在本篇論文中，我們在多用戶正交多頻分工調變(OFDM)通訊系統的環境下探討資源的公平性分配。在以往的研究中藉由最大化最小(max-min)傳輸速率可以使得不同的使用者獲得相似的傳輸速率，但是此種方法並沒有考慮不同使用者的需求和通訊品質(QoS)要求上的差異。此外，系統傳輸速率與公平性分配並不可同時兼得，因此本篇論文探討在考慮使用者需求差異下，如何妥善地將有限的資源(如頻帶)有效率的分配以實現可調式公平資源分配並使系統整體傳輸速率最大化成為本篇論文重要的研究方向。本篇論文在傳統的最大化最小(max-min)最佳化題目中對不同的使用者加入權重係數以及參考傳輸速率以實現可調式公平資源分配，並且提出CSA-MOC 演算法改進Greedy 演算法的缺點。此演算法考慮使用者在通道分配上衝突的情況，並藉由最小化機會成本的決策進一步提升傳輸速率並且得到更為公平的資源分配結果。模擬結果顯示所提出的演算法與傳統資源分配方法比較後發現能得到更佳的傳輸速率以及公平性，而當用戶數增加或可分配資源減少時，CSA-MOC 演算法將更有效率的達到目的。

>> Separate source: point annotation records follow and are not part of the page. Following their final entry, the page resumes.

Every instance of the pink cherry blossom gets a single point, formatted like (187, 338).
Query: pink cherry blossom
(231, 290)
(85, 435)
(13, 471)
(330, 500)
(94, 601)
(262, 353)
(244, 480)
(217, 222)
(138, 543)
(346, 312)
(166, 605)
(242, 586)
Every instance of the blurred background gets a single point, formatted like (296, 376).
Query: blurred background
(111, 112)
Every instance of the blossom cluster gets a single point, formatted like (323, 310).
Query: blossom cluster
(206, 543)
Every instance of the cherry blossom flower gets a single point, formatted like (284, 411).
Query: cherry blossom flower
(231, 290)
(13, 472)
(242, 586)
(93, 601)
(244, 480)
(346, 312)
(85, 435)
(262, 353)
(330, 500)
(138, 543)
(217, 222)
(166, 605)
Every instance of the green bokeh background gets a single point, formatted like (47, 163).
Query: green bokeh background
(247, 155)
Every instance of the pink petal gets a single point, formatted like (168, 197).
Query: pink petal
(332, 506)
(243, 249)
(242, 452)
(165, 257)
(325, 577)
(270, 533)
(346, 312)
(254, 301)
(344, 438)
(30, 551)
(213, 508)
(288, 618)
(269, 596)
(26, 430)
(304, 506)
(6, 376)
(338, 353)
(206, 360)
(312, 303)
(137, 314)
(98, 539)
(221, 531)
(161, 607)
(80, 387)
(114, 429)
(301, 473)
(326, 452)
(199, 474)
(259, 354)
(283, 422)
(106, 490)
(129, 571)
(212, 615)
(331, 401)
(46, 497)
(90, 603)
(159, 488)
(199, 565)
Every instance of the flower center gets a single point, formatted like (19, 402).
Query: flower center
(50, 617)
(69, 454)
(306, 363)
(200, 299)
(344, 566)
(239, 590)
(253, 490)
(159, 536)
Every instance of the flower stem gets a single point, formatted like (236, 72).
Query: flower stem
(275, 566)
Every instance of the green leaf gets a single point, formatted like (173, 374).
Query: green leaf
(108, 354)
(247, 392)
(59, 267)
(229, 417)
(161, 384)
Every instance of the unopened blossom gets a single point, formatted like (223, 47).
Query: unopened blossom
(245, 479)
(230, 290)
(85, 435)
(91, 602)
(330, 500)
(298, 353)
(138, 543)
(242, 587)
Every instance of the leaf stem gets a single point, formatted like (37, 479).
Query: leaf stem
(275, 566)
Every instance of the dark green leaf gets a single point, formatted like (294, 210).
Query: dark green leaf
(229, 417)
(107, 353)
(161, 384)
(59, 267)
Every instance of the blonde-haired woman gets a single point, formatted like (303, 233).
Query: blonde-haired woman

In this thesis, we consider the fairness issue in the resource allocation scheme for cellular downlink OFDMA systems. The conventional max-min fair approach simply leads to an equal rate result for each user. Consequently, the different rate demands among users are not well taken care of. On the other hand, the fairness and the overall throughput trade off. The fairness index is adjustable and the equal-rate fairness is one of the special case. In this thesis, the max-min weighted surplus rate fairness is presented. In this formulation, the adjustable fairness and different rate demands for individual user are considered. Since the problem is NP-hard, a resource allocation algorithm for general max-min problem is proposed. In this algorithm, we take care of conflicts in subcarrier assignments and design a penalty criteria to explore the opportunity cost, As result, better throughput-fairness region is achieved. The mathematical analysis for the proposed algorithm is devised. The effectiveness of the proposed algorithm has been verified numerically under various channel models with comparison to the conventional Greedy and Vogel's approaches.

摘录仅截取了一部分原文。